NEW YORK – Stocks advanced on Friday but failed to make up for what turned out to be the worst week for markets since June, as investors turned their attention from the presidential election to the coming negotiations over the "fiscal cliff."
The market gave up some early gains after President Barack Obama and House Speaker John Boehner, in separate public remarks, made it clear that partisan sparring would likely dominate the next several weeks.
The S&P 500 finished Friday's session up 0.17 percent, but it fell 2.4 percent for the week - the worst since early June.
"At this point, there's no election, and there's nothing else that can distract.
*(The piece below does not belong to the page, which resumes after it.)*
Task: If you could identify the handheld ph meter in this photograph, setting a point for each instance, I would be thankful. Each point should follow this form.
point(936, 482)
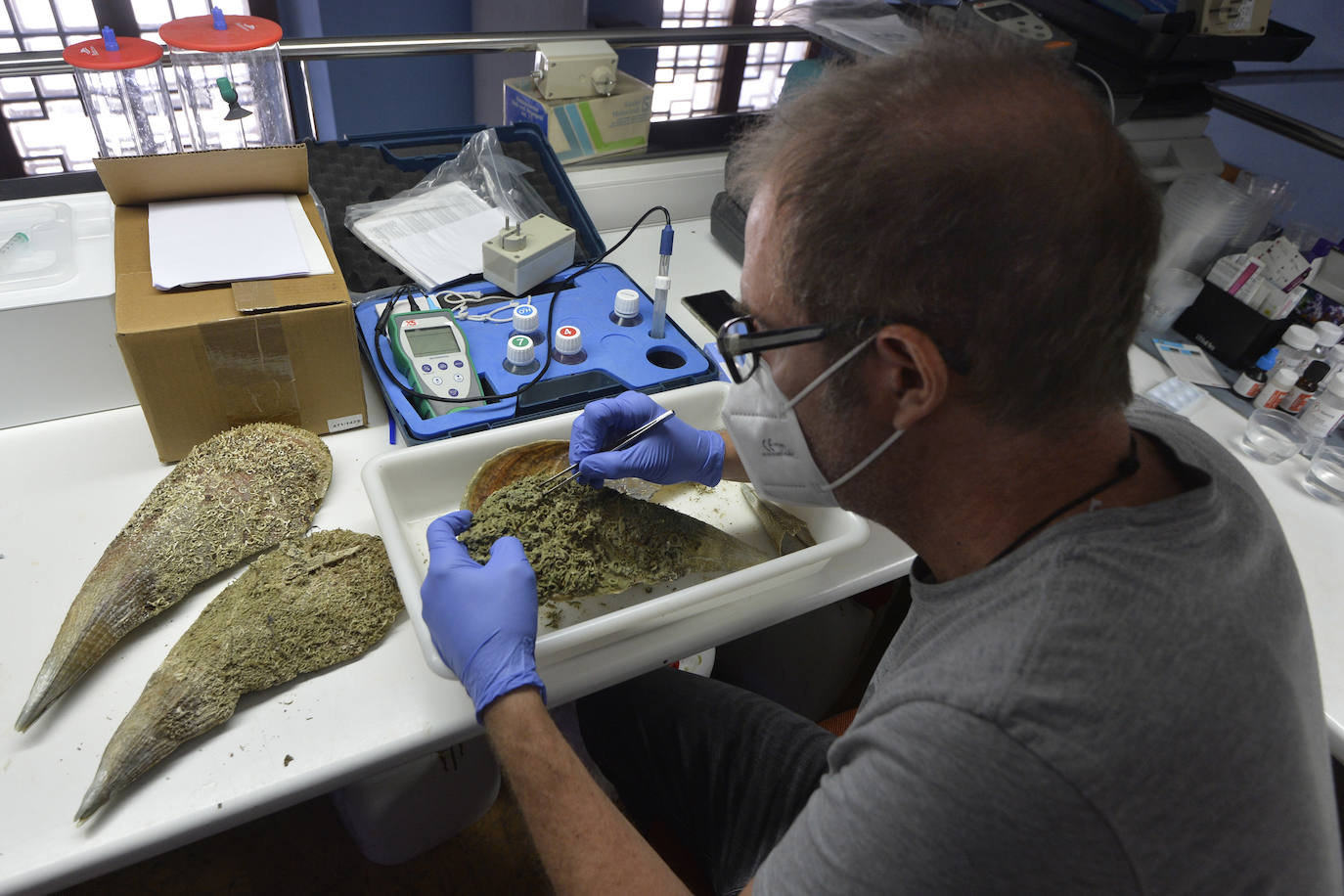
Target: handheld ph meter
point(430, 349)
The junk has filtered out and the politicians will be forced to make a decision on the fiscal cliff," said Chris Hobart, CEO and founder of the Hobart Financial Group, an investment management and financial planning firm in Charlotte, N.C.
The outlook was somewhat brightened earlier in the day when new economic data showed consumer sentiment was at its highest level in more than five years, according to the Thomson Reuters/University of Michigan surveys, and wholesale inventories jumped in September, according to a Commerce Department report.
Shares of Walt Disney Co fell 6 percent to $47.06, dragging on the Dow industrials, after the company reported results late Thursday. The company said coming results will be under pressure due to declining home video sales and rising costs.
Groupon Inc's shares sank 29.6 percent to $2.76 a day after the daily deal company's results fell short of Wall Street's expectations.
The Dow Jones industrial average edged up 4.07 points, or 0.03 percent, to 12,815.39 at the close. The Standard & Poor's 500 Index rose 2.34 points, or 0.17 percent, to 1,379.85. The Nasdaq Composite Index advanced 9.29 points, or 0.32 percent, to close at 2,904.87.
For the week, the Dow fell 2.1 percent and the Nasdaq lost 2.6 percent.
The market's early gains on Friday came after stronger-than-expected figures on U.S. consumer sentiment.
But investors' enthusiasm cooled after hearing from the House speaker and the president about the fiscal cliff.
Boehner, a Republican, reiterated his opposition to any tax hikes on the wealthy late this morning. Obama responded in the early afternoon by saying there was no way around tax increases, but that he would remain open to any new ideas that congressional leaders might have.
The fiscal cliff is a combination of government spending cuts and tax increases set to go into effect early next year unless Congress acts to change the law before then. It could take an estimated $600 billion out of the U.S. economy and push it into recession.
"There was an anticipation that there may be more willingness to compromise, but just like Boehner did earlier in the day, both camps stuck to their lines in the sand, so to speak," said Mohannad Aama, managing director of Beam Capital Management LLC in New York.
Investors are reacting to the prospect of higher tax rates by selling both losing and winning stocks for the year to decrease the tax impact from their positions.
The euro zone is not inspiring confidence, either. Greece's finance minister said his country was running out of cash, growth in Germany is expected to weaken in the next two quarters, and France's central bank said the country's economy would slip into recession as 2012 ends.
Germany and France are the euro zone's two largest economies, and Greece has been scraping by, thanks to a 130-billion-euro bailout.
International Game Technology gained 5.2 percent to $13.50 after the slot machine company reported better-than-expected fourth-quarter earnings.
Lions Gate Entertainment Corp jumped 14.3 percent to $16.68 after reporting earnings of $75.5 million, an above-expectation figure that was boosted by the studio's blockbuster movie, "The Hunger Games.
According to Thomson Reuters data through Friday, of the 449 companies in the S&P 500 that have reported earnings, 63.3 percent have topped analysts' expectations - slightly above the 62 percent average since 1994, but below the 67 percent beat rate over the past four quarters.
But revenue results remain disappointing, with only 38.2 percent of companies topping expectations - well below the 62 percent average since 2002, and the 55 percent beat rate over the past four quarters.